Method for simulating fractional multi-phase/multi-component flow through porous media

摘要

A method for computing or estimating fractional, multi-phase/multi-component flow through a porous medium employing a 3D digital representation of a porous medium and a computational fluid dynamics method to calculate flow rates, pressures, saturations, internal velocity vectors and other flow parameters is described. The method employs a unique method of introducing non-wetting and wetting fluids into the pores at the inlet face of the 3D digital representation of a porous medium and a novel process control application to achieve quasi-steady state flow at low inlet concentrations of non-wetting fluid. In addition, the method of the present invention reduces the time required to simulate to complete the fluid dynamic calculations. The resulting values of flow of non-wetting fluid, wetting fluid, saturation, and other parameters are used to generate plots of relative permeability imbibition and drainage curves.
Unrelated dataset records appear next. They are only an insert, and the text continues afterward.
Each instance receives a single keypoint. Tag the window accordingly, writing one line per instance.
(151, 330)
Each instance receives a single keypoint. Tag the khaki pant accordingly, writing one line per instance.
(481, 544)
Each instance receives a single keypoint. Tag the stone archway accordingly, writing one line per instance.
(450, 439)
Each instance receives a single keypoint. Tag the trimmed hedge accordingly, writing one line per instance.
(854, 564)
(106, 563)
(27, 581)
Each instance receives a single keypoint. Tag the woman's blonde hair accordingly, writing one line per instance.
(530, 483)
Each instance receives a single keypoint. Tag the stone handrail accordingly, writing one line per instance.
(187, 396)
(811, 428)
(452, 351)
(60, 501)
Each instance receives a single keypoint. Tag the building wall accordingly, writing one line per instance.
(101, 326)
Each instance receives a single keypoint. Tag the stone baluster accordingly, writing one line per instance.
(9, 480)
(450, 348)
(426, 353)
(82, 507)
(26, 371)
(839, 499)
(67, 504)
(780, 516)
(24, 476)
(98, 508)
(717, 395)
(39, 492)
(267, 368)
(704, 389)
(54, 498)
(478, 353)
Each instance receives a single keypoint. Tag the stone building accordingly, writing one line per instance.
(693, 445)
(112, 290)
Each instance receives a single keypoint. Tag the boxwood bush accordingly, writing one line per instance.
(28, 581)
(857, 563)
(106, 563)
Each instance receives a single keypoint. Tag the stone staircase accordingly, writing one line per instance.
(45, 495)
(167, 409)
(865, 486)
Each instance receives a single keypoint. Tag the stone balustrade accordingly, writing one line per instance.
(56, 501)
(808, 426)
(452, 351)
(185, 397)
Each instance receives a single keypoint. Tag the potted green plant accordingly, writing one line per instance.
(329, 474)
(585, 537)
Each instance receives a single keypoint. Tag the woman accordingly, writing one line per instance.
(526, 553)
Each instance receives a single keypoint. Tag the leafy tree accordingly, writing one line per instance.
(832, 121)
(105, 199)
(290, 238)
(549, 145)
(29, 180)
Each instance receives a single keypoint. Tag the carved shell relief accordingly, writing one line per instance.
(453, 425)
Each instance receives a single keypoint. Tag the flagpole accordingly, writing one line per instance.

Computerized systems and programs for performing the method are also provided.

主权项

1. A method for simulating fractional flow of wetting fluids and non-wetting fluids through porous medium comprising the steps of:
a) creating a three dimensional digital representation of a physical sample of a porous medium (Sample) containing a total volume of fluids comprising wetting fluids and non-wetting fluids, wherein the creating comprises scanning the Sample with a device producing a three-dimensional (3D) digital representation of porous structure of the Sample, b) defining a first fraction of the total volume of fluids that comprises the wetting fluids and a second fraction of the total volume of fluids that comprises the non-wetting fluids, c) defining a value for a flow rate of the total volume of fluids flowing through the Sample, d) assessing properties of the wetting fluids and the non-wetting fluids, e) defining initial conditions for saturation of the wetting fluids (Sw), saturation of the non-wetting fluids (Sn), inlet pressure of the wetting fluids (Pw) and inlet pressure of the non-wetting fluids (Pn), f) setting conditions at the inlet face of the Sample wherein non-wetting fluids and wetting fluids enter the pores of the Sample in separate and distinct areas, and g) calculating pressures, saturation, and velocity vectors internal to the Sample, h) calculating flow rates of the non-wetting fluids (Qn) through the Sample, flow rates of the wetting fluids (Qw) through the Sample, and pressure at the outlet of the Sample, i) repeating steps a) through h) for a predefined number of time increments, t, and j) periodically adjusting the inlet pressures Pn and Pw using a feedback control algorithm wherein quasi-steady state values for Qn and Qw are achieved.